When the first-ever Portland Improv Comedy Festival kicks off tonight at the St. Lawrence Arts Center, the audience will be an integral part of the action. Unlike stand-up, which relies on a set routine, improv depends on suggestions from the crowd to get the laughs rolling.
“The audience should be prepared to be interactive,” said festival organizer Rachel Flehinger. “They should be prepared to be asked questions and then to answer them.”
But don’t worry. The improv troupes won’t ask you to solve trigonometry problems or answer existential philosophy questions.

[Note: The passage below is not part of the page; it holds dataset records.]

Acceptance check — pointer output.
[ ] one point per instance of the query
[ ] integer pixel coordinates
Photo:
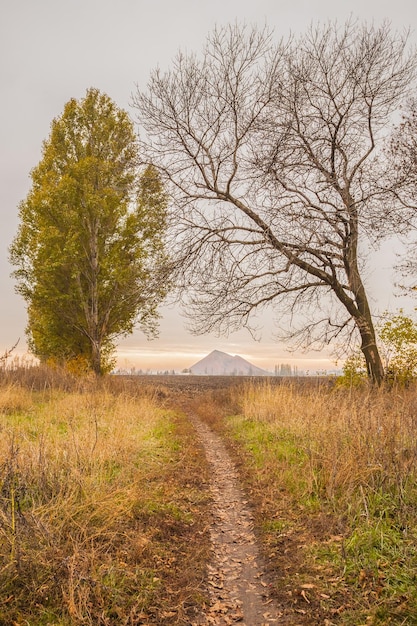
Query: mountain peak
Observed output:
(219, 363)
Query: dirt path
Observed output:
(239, 592)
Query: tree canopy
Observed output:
(89, 250)
(273, 155)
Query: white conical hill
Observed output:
(219, 363)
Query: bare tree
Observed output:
(271, 154)
(402, 154)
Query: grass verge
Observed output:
(100, 499)
(332, 473)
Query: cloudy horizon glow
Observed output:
(54, 50)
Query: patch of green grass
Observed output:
(100, 497)
(334, 479)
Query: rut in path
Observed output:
(239, 593)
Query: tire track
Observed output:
(238, 591)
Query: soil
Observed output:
(236, 576)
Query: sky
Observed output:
(54, 50)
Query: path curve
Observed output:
(238, 590)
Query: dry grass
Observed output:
(333, 474)
(100, 496)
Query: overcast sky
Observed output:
(54, 50)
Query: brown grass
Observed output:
(333, 476)
(100, 497)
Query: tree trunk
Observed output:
(373, 360)
(96, 357)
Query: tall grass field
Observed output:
(97, 508)
(333, 475)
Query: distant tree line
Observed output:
(269, 172)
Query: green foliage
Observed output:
(397, 335)
(89, 249)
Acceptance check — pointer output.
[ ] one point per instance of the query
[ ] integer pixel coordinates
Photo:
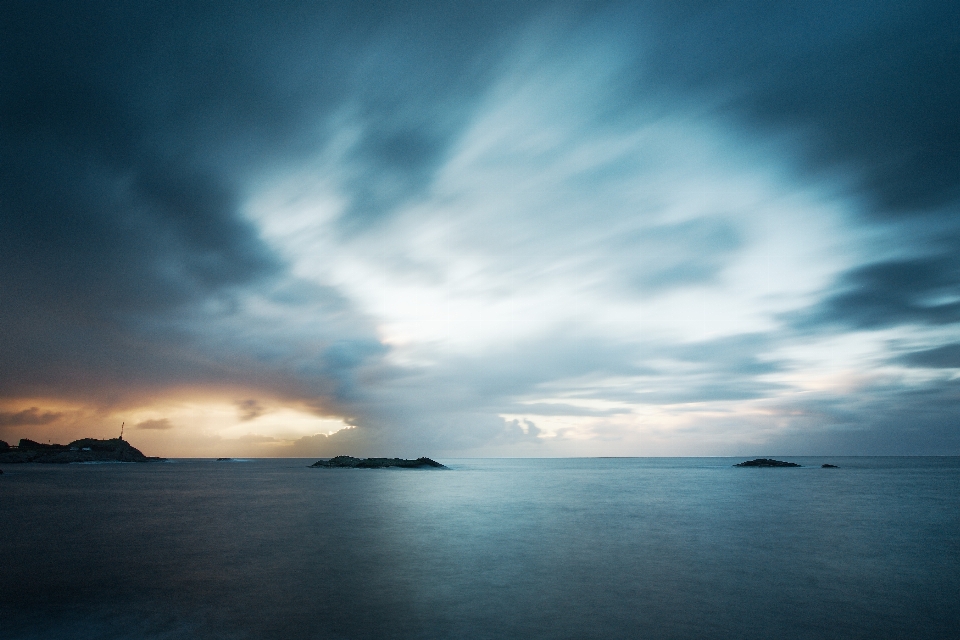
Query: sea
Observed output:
(574, 548)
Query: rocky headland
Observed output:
(766, 462)
(83, 450)
(349, 462)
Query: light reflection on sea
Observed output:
(529, 548)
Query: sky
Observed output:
(493, 228)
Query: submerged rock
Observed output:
(83, 450)
(349, 462)
(766, 462)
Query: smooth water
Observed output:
(493, 548)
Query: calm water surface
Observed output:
(531, 548)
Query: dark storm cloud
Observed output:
(127, 131)
(871, 86)
(130, 135)
(919, 291)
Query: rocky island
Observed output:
(349, 462)
(766, 462)
(83, 450)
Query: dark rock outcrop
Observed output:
(766, 462)
(83, 450)
(349, 462)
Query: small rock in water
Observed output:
(766, 462)
(349, 462)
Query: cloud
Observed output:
(944, 357)
(158, 425)
(250, 410)
(420, 219)
(31, 416)
(921, 291)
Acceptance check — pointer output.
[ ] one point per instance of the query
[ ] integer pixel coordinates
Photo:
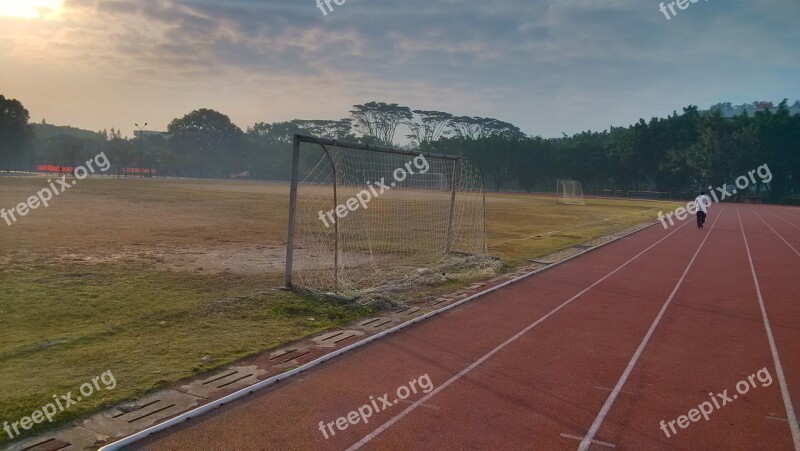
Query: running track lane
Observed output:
(711, 337)
(547, 382)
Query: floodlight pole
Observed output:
(141, 145)
(287, 275)
(454, 183)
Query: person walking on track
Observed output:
(702, 203)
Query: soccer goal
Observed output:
(364, 219)
(569, 192)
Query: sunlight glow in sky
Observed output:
(547, 66)
(30, 9)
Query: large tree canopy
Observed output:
(208, 139)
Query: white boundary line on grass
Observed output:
(787, 400)
(314, 363)
(598, 421)
(494, 351)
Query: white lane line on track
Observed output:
(787, 401)
(776, 232)
(785, 220)
(478, 362)
(598, 442)
(598, 421)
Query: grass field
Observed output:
(157, 280)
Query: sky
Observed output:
(547, 66)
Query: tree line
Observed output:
(671, 157)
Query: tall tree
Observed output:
(428, 126)
(15, 132)
(212, 141)
(380, 120)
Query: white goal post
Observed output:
(569, 192)
(363, 218)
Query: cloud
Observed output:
(545, 65)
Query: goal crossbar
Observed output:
(327, 145)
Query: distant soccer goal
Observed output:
(569, 192)
(366, 219)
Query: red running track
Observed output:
(671, 326)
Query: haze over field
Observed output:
(547, 66)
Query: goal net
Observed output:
(569, 192)
(367, 220)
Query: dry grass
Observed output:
(156, 280)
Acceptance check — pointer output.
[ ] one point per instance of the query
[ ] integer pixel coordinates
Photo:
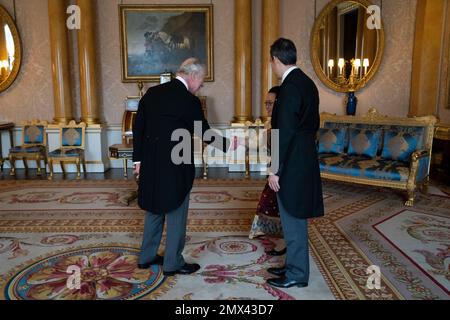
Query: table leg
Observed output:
(125, 168)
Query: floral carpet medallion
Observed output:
(104, 273)
(47, 227)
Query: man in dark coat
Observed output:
(297, 182)
(167, 112)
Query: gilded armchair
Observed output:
(72, 146)
(34, 146)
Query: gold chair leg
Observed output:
(25, 164)
(45, 163)
(125, 168)
(78, 164)
(84, 166)
(424, 186)
(411, 196)
(12, 162)
(63, 169)
(38, 165)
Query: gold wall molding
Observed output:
(59, 46)
(427, 57)
(243, 60)
(270, 32)
(87, 62)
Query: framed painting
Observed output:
(156, 39)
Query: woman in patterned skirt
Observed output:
(267, 219)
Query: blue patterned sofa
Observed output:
(377, 150)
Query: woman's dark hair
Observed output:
(285, 51)
(275, 90)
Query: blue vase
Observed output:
(352, 102)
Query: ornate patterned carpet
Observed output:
(45, 227)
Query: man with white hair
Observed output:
(165, 185)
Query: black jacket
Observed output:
(296, 115)
(163, 185)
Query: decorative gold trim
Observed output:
(169, 8)
(443, 132)
(315, 45)
(375, 118)
(17, 47)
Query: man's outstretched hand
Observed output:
(274, 183)
(137, 169)
(235, 143)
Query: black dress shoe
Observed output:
(186, 269)
(157, 261)
(275, 253)
(277, 271)
(285, 283)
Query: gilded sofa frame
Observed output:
(374, 118)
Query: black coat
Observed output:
(164, 185)
(296, 115)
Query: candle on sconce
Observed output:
(341, 65)
(331, 66)
(357, 65)
(3, 68)
(366, 64)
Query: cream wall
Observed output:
(390, 90)
(31, 95)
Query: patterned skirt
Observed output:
(267, 220)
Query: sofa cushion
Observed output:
(361, 167)
(399, 145)
(364, 142)
(332, 140)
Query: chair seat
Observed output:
(62, 153)
(25, 149)
(362, 167)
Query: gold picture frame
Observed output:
(157, 38)
(6, 18)
(316, 46)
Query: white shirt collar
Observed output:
(288, 71)
(183, 81)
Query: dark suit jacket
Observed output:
(296, 115)
(163, 185)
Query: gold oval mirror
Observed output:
(347, 44)
(10, 50)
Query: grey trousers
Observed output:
(175, 240)
(295, 233)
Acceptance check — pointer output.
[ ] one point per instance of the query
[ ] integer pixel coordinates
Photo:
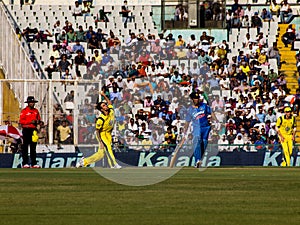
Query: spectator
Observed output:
(77, 10)
(51, 67)
(256, 21)
(266, 15)
(64, 133)
(288, 38)
(57, 29)
(64, 64)
(223, 144)
(29, 119)
(275, 8)
(71, 36)
(78, 47)
(125, 13)
(285, 11)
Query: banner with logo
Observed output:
(153, 159)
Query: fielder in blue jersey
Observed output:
(197, 115)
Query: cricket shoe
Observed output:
(36, 166)
(117, 166)
(80, 163)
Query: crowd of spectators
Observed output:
(150, 83)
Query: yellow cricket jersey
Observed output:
(106, 123)
(286, 126)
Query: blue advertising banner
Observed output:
(154, 159)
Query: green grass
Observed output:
(220, 196)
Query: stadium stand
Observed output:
(241, 80)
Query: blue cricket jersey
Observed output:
(198, 117)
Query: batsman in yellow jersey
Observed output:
(286, 128)
(104, 126)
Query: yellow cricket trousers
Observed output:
(287, 148)
(104, 148)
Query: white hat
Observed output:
(146, 136)
(248, 105)
(230, 120)
(257, 81)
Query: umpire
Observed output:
(29, 119)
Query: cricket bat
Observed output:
(174, 157)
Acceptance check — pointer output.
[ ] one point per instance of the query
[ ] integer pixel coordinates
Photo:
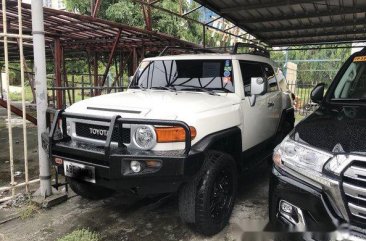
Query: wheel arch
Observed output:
(228, 141)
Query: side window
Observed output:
(249, 70)
(271, 77)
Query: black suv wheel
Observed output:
(88, 190)
(208, 201)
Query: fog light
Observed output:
(153, 163)
(135, 166)
(58, 161)
(286, 207)
(292, 215)
(277, 160)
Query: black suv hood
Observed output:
(335, 129)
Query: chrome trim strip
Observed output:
(356, 210)
(355, 173)
(354, 191)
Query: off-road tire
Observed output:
(196, 197)
(89, 190)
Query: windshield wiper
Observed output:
(137, 87)
(171, 87)
(208, 91)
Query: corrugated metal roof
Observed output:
(296, 22)
(80, 33)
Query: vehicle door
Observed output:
(274, 97)
(255, 128)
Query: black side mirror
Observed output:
(317, 94)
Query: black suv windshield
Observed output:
(352, 85)
(188, 75)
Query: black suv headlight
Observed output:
(303, 159)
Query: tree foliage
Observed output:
(314, 66)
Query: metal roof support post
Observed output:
(111, 54)
(95, 68)
(59, 93)
(41, 93)
(204, 36)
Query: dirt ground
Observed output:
(125, 217)
(18, 149)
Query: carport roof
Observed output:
(80, 33)
(296, 22)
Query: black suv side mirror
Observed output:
(317, 94)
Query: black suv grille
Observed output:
(354, 186)
(98, 132)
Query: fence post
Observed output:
(39, 51)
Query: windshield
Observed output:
(188, 75)
(352, 85)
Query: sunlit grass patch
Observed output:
(81, 235)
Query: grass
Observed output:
(29, 210)
(18, 96)
(81, 235)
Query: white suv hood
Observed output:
(154, 104)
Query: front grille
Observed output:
(98, 132)
(354, 186)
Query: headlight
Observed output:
(307, 161)
(145, 137)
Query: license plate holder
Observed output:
(79, 171)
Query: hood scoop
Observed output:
(114, 110)
(338, 148)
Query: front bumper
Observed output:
(318, 213)
(112, 163)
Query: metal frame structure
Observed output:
(295, 22)
(205, 25)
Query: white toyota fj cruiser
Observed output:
(188, 124)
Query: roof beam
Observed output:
(267, 5)
(316, 35)
(345, 40)
(323, 13)
(338, 24)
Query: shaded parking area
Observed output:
(126, 217)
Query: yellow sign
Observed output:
(359, 59)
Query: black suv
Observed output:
(318, 181)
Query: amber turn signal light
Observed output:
(173, 134)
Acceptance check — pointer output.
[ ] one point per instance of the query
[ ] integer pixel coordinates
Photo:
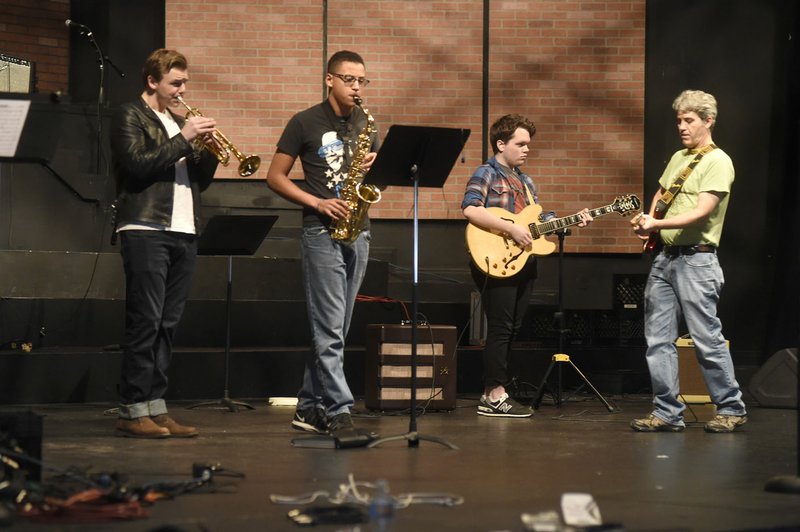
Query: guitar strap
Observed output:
(666, 199)
(527, 191)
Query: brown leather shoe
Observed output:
(141, 427)
(175, 429)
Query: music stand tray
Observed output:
(416, 156)
(232, 234)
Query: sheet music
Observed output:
(12, 119)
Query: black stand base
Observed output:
(783, 484)
(413, 440)
(561, 359)
(225, 402)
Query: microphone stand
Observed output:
(101, 61)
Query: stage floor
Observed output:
(503, 468)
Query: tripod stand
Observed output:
(232, 235)
(559, 359)
(409, 154)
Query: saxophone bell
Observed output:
(358, 195)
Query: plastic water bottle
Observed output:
(381, 508)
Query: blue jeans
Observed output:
(687, 286)
(158, 274)
(332, 275)
(505, 302)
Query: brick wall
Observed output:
(34, 30)
(575, 67)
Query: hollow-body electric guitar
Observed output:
(497, 255)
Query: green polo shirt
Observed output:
(714, 173)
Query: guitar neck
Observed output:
(551, 226)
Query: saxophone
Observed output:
(359, 196)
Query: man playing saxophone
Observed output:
(325, 137)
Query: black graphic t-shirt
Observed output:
(324, 143)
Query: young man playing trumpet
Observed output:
(159, 171)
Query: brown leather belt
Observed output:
(674, 251)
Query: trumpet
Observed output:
(222, 148)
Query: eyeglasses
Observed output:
(349, 80)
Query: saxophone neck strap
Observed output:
(666, 199)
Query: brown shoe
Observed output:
(141, 427)
(175, 429)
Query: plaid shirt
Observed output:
(489, 186)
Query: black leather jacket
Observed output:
(144, 160)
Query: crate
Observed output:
(388, 367)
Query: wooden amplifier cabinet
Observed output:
(690, 376)
(388, 367)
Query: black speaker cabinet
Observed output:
(388, 367)
(22, 431)
(775, 382)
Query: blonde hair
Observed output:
(702, 103)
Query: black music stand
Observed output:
(560, 358)
(232, 234)
(416, 156)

Instead, they’ll want you to shout out job titles or offer descriptive adjectives for people.
According to Flehinger, who is part of the Running With Scissors group improv troupe (which performs Saturday night) and teaches comedy improv at Acorn Productions, the most interesting answers arise when you shut off your internal censor and return to the child within.
“The best suggestions that Running With Scissors ever got was from a kids’ show we did,” Flehinger said.
When asked to name occupations, one kid shouted out “kumquat farmer,” and the query for personal descriptors elicited the response of “squishy” from another pint-sized participant.
“Kids don’t have a filter,” Flehinger said.
And while it’s good to summon your youthful side, it’s probably best to leave the underage set at home.
“The audience just loves to bring up sex, drugs and bodily fluids,” said Michael Levine, producing director of Acorn Productions. “Improv comedy is pretty much R-rated.”
Acknowledging that most crowds tend to have their collective minds in the gutter, Flehinger said, “It can get dirty.”
Each evening of the festival features three performances with a short intermission between each set. While most of the troupes come from the Greater Portland area, Stranger Than Fiction comes to the festival from New Hampshire, Unexpected Company hails from Rhode Island and Teachers Lounge Mafia travels from Jay, Maine.
Called JAM, the opening act on Friday night features a mash-up of performers from the various groups that’s sure to shake everyone out of their comfort zones.
Levine said Portland’s improv comedy scene has been on a growth spurt in recent years, fueled by a number of local classes that teach this performance art.
“The festival is a great celebration of what’s already happening in the city,” Levine said. “This gives improvisors the chance to talk to each other, watch each other and learn from each other.”
It also gives them the chance to steal from each other.
“We may have to improvise our improv set, in case someone earlier in the night uses the same thing,” said Levine, whose Acorn’s Nut Factory performs last on Friday night. “But we’re improvisors. We ought to be able to improvise.”
With any luck, the audience will do the same.